When we arrive at the scientific view of consciousness, we find a paucity of content much like we did in the case of theological explanations for reality. Another way of saying this is that, while all of us experience the many mysteries of consciousness daily, science considers it neatly wrapped and understood. We’ve previously seen how physicist Max Tegmark defines consciousness, and his view can be the paraphrased summation of the scientific view- consciousness is how information feels when it is processed in highly complex ways. Let us now elaborate on this idea, and it helps to recall the CEO analogy made by David Eagleman.
Living organisms are highly complex processors of information. In the case of humans, we are oblivious to all but the most cursory information processes within us. We are unaware, for example, of the millions of cells within us and what any one of them is up to at a given moment. We are unaware of the neurotransmitters constantly firing signals within our brain, and of the blood relentlessly pulsing through our veins and arteries. We are unaware of the minutiae of processes such as digestion and respiration. This is not an indictment, of course. It is well that all these activities take place below our daily level of awareness. It leaves space in our consciousness for the Self to arise.
This is where the CEO analogy comes handy.
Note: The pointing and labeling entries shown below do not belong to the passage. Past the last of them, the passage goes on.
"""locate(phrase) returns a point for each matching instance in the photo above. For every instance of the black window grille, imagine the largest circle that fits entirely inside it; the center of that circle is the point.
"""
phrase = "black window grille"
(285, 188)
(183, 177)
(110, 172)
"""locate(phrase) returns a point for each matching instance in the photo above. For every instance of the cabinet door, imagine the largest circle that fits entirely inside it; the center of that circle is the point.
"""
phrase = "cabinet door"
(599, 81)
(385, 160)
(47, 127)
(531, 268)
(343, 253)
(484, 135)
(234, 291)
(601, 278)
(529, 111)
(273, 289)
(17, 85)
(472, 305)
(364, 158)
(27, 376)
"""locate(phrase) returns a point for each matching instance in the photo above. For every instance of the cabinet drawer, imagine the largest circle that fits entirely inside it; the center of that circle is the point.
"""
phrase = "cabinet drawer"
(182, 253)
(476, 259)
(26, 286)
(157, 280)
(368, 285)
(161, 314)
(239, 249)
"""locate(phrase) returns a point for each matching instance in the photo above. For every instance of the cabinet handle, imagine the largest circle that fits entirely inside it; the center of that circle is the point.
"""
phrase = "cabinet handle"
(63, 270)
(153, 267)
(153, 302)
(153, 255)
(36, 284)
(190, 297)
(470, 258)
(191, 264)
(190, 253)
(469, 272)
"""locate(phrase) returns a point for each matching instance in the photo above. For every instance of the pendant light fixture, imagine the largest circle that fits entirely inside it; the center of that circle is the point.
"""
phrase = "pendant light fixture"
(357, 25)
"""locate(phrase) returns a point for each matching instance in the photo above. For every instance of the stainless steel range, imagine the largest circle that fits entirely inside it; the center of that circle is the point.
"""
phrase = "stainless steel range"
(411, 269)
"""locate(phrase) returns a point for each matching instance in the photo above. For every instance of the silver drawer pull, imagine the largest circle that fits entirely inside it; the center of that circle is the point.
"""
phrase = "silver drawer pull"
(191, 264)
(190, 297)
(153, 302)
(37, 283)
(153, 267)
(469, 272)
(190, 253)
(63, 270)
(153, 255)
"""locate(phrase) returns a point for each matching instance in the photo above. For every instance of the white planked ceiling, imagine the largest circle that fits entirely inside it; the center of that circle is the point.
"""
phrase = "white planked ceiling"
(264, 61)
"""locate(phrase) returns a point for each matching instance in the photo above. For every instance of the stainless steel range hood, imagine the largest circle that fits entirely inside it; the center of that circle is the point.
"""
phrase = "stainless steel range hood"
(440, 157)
A unicellular organism, like bacteria, is not said to be conscious because its basic processes require no complex information processing. The organisation that is a bacterium is so simple in its operations that no CEO is required. Every operation we can think of- reproduction, digestion, nutrition, respiration- is either non-existent in a bacterium or exists in the most rudimentary form. In a way, a bacterium is not a living organism that metabolises and reproduces. It is metabolism and reproduction. Information processing in a bacterium is so basic that information doesn’t get to feel like anything.
For a very long time, the scientific world applied this rule to every other lifeform except us. All animals were viewed as automata, just like plants. Consciousness was a binary phenomenon. It existed in us and was absent in all else. We now know that information processing is not only highly variant among species but also manifestly complex. In many lifeforms, information is processed in ways that it’s able to feel pain, longing, altruism, anger, jealousy, love and a range of emotions hitherto thought the domain of humankind.
While there still remains the sentiment that information is processed with greatest complexity among humans, any pet-owner can bring the weight of experience to challenge even this notion.